Racing season makes Del Mar a playground for celebrities, as it has been for at least three-quarters of a century. In the beginning, there were stars including Lucille Ball and Desi Arnaz, Ava Gardner and Jimmy Durante. In recent years, the track has entertained A-listers Uma Thurman and Toby Maguire, and funnymen Johnny Knoxville and Luke Wilson.
Ben Harper, Weezer, Devo and other bands will perform this race season on the track’s new Seaside Stage (located at the west end of the grandstand), which allows for easier access and better viewing. Concert admission is free with track admission purchased prior to the final race. Admission after the last race is $20.
7/22: G. Love & Special Sauce
7/29: Black Rebel Motorcycle Club
7/30: Ziggy Marley Salutes the Legends of Reggae
8/5: The Bravery
8/12: Jimmy Eat World
8/26: The Airborne Toxic Event
9/2: Fitz & The Tantrums
9/4: Ben Harper
Common horse wagering terms
According to wagering etiquette From Del Mar to the Kentucky Derby, it’s considered rude to approach the betting window uninformed, making others wait while you ask questions. Avoid equine faux pas by consulting your race form ahead of time to determine which horses and jockeys you wish to bet on, what kind of bet you want to place-and how much your willing to gamble.

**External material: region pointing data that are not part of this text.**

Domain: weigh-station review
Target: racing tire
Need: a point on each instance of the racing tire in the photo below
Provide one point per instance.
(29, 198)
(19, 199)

Straight Bet: Betting on a horse to “win” (finish in first place), “place” (finish either in first or second) or “show” (finish first, second or third).
Across The Board: Betting that a horse will finish in any of the first three positions.
Exacta: Bettor must pick the first two finishing horses in the order of their finish.
Exacta Box (aka Quinella): Bettor must pick the horses that finish first and second, in either order.
Trifecta: Bettor must pick the first three finishing horses in the order they finish.
Superfecta: Bettor must pick the first four finishing horses in the order they finish.
By the Numbers
Last year’s opening day attendance: 45,309.